HOT pink knitted half shirt with 6 inch heels….. subtle enough? Wait that's what I am wearing. ROTFLMAO.
Oh….. BTW, IMO, you’ve already won the battle…. You just do not know it yet. 
"The difficulties of Life are intended to make us BETTER,not bitter". "Fear is a prison, where you are the jailer. FREE YOURSELF!" "Life is usually all about how you handle Plan B." - Jack3Beans
Hi, Cadet! Yep...H can't have anything be wrong with him. Seems to have stopped blaming me, but he still can't be accountable for anything, himself.

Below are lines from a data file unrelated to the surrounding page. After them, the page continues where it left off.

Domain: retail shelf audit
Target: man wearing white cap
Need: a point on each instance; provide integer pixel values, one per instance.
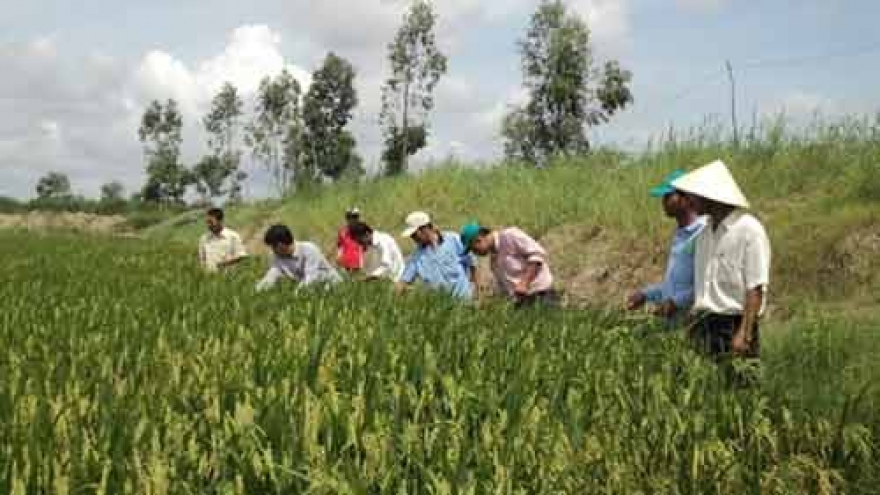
(732, 264)
(439, 260)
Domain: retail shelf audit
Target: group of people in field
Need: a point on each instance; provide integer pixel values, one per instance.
(715, 284)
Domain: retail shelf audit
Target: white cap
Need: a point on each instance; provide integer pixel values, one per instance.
(415, 221)
(715, 182)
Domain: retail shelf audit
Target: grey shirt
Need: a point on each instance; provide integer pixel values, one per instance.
(308, 266)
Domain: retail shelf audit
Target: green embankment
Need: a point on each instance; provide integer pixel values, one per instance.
(818, 192)
(125, 370)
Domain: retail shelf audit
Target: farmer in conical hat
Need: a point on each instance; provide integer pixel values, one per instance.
(731, 264)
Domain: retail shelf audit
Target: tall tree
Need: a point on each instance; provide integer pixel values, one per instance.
(53, 185)
(567, 91)
(276, 135)
(327, 110)
(160, 133)
(112, 192)
(416, 68)
(218, 173)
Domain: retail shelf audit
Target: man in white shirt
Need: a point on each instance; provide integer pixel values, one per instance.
(301, 262)
(383, 259)
(731, 264)
(220, 247)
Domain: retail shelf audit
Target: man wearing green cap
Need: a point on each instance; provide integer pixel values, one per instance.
(674, 296)
(519, 263)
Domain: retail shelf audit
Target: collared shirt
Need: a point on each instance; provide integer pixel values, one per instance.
(308, 266)
(349, 254)
(443, 267)
(514, 251)
(729, 261)
(678, 284)
(383, 259)
(217, 248)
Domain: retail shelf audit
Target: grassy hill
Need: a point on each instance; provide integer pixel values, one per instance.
(817, 190)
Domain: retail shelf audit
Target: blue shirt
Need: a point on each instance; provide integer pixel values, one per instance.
(678, 285)
(444, 267)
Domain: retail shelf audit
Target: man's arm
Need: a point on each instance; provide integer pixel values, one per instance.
(756, 271)
(314, 266)
(535, 256)
(384, 268)
(203, 256)
(408, 276)
(529, 276)
(743, 336)
(269, 280)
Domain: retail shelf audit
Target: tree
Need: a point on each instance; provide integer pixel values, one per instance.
(112, 192)
(327, 110)
(53, 185)
(160, 133)
(276, 135)
(567, 92)
(221, 166)
(416, 68)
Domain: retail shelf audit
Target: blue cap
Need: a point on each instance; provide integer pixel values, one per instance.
(468, 233)
(666, 187)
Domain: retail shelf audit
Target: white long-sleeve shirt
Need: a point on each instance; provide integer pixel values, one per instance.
(307, 266)
(383, 258)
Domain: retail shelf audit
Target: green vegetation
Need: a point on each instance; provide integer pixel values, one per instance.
(125, 370)
(816, 190)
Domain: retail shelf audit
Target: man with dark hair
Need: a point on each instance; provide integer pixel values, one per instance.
(519, 263)
(301, 262)
(382, 256)
(349, 254)
(439, 260)
(732, 265)
(674, 297)
(220, 247)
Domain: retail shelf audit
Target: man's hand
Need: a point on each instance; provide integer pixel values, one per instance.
(666, 309)
(635, 301)
(739, 345)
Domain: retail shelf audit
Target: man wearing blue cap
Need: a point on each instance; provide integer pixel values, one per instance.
(674, 296)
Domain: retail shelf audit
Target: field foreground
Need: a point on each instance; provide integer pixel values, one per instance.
(124, 370)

Eric, I found it interesting because H has continued to share his personal medical results, med changes, etc. with me throughout the S. In my first D, I would NEVER have wanted xh knowing anything about my personal medical business. Xh was the same in reverse. Just seems crazy to me that H gives me these details, yet wants to D me.
I'm not sure what his questions about travel tell me. He asks, and clearly is bothered by it. Jealous? Doesn't want me to move on? Idk.... I suppose, if it's making him think about things, time will tell.
Oh, and Eric....I am waiting for my pic of you in that outfit....
uR, yeah.....that Eric.
I think it's wise for me to not be making any decisions about men or dating. I really am enjoying time with me and the kids right now. I have a clear view of who I want to be. I also know I'm not there yet.
It will be a lifelong process....although, there will be a point where I'm far enough along to know when, or "if", it's time to move on.
When I get lonesome, or miss good times with H, I think about what it would be like to date. That said, I do entertain the thought....the "what if" part....but I am VERY aware of the fact that I am not emotionally "out of love" with my H.
Hypothetically, if I was over him, and dating, I would not want a man to date me if he was still in love with his wife. With that in mind, I wouldn't feel good if I did that to someone else.